Indeed, if IT units and software vendors cannot deliver the goods as fast as executives need them, and business apps are there for the plucking, then pluck away. But, carefully and collaboratively—with IT, not behind its back. Why? Well, if IT is not aware of the tools and does not support them, compliance with Sarbanes-Oxley and other regulatory initiatives including Basel II, PCI, IFRS and HIPAA is threatened. Another challenge is the lack of centralized management of these apps and their integration with enterprise data. Cost efficiencies can be squandered if different people and units are using the same technology and not leveraging volume-based discounts or a central data repository.

While many organizations support BYOD—Bring Your Own Device (to work) initiatives—and understand that employees use Shadow IT because they think there is no other way to get the data they need to perform their tasks, protocols must be established to address the security risks, version control issues, data consistency problems and wasted investments. In this regard, it behooves CFOs, to whom IT increasingly reports, to work closely with CIOs to understand what these risks are and how they can be mitigated.

For What It’s Worth…

In the last couple years, I’ve had a great opportunity to moderate numerous Webcasts on diverse subjects for CFO magazine. Many are illuminating, as was the one this past Monday, March 11th on data breaches. The panel was a Who’s Who of security experts, including Larry Ponemon from the Ponemon Institute; Simon Hunt, chief technology officer of endpoint security at McAfee; Michael Kaiser, executive director of the National Cyber Security Alliance; and Stan Gatewood, chief of information security and e-privacy at the University System of Georgia, which comprises more than 30 colleges and universities.

We’ve all been reading about those pesky Chinese hackers spying on our government and last year’s hacking of the CIA, of all places. If the CIA can’t button up the files, how can businesses, which experience thousands of unsuccessful hackings each week (you read that right). Just one that pries open the lid invites a horde of punitive federal and state regulations, and sets in motion a downward spiral that can doom a company.

Forty-six states have data breach laws that require organizations to notify anyone whose personal data may have been inadvertently lost, stolen or leaked. Massachusetts has the stiffest law on the books, stipulating a possible court-imposed civil penalty of $5,000 per violation. Multiply this by potentially thousands of affected customers and the costs stagger. Now tack on potential expenses to notify victims, monitor their credit card activity, pay for legal defense and judgments/settlements, and hire forensic security experts to determine the cause of the breach. Some companies must retain a crisis management firm to offset the reputational risk.

These are not just large enterprises. Any organization, no matter its size, is susceptible to these exposures and the regulatory burdens, and may be even more vulnerable, given that hackers know they have scant resources to combat the problem. The perps aren’t all from the shady world of organized crime, either. Employees might resort to committing cyber fraud in the uncertain economic climate. Or they may simply make a mistake that inadvertently opens the books.

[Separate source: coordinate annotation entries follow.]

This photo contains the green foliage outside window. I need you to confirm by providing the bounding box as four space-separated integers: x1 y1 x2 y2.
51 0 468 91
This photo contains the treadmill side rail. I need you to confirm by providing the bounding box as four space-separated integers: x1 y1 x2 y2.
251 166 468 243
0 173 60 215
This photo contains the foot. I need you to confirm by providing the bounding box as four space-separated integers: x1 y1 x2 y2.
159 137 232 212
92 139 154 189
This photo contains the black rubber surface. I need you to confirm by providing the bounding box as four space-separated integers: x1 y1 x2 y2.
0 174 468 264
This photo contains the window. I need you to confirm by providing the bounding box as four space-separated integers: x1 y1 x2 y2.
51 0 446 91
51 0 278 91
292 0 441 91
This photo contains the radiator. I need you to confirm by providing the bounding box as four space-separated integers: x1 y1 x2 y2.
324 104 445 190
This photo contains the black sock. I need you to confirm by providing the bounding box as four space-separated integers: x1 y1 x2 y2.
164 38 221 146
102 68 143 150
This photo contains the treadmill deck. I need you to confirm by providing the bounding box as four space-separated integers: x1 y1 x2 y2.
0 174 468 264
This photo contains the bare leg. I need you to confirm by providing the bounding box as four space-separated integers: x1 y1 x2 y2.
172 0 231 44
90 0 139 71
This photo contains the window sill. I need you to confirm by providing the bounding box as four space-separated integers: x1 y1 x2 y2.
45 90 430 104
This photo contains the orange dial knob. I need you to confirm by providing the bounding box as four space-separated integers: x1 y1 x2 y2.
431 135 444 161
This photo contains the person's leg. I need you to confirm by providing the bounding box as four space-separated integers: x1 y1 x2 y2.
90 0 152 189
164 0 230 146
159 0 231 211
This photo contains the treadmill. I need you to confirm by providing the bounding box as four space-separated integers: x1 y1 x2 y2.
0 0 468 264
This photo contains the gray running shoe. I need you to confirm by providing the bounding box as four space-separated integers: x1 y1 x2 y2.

These eye-opening threats became clear during the Webcast. For all of my friends who missed the event, I thought this missive would help raise awareness in your organizations. Obviously, failing to proactively prepare for the growing threat of a data breach, especially as new technologies like the Cloud and mobility become more ingrained, more employees are permitted to BYOD—bring their own devices to work, for work—and the regulatory noose tightens, threatens all organizations’ survival.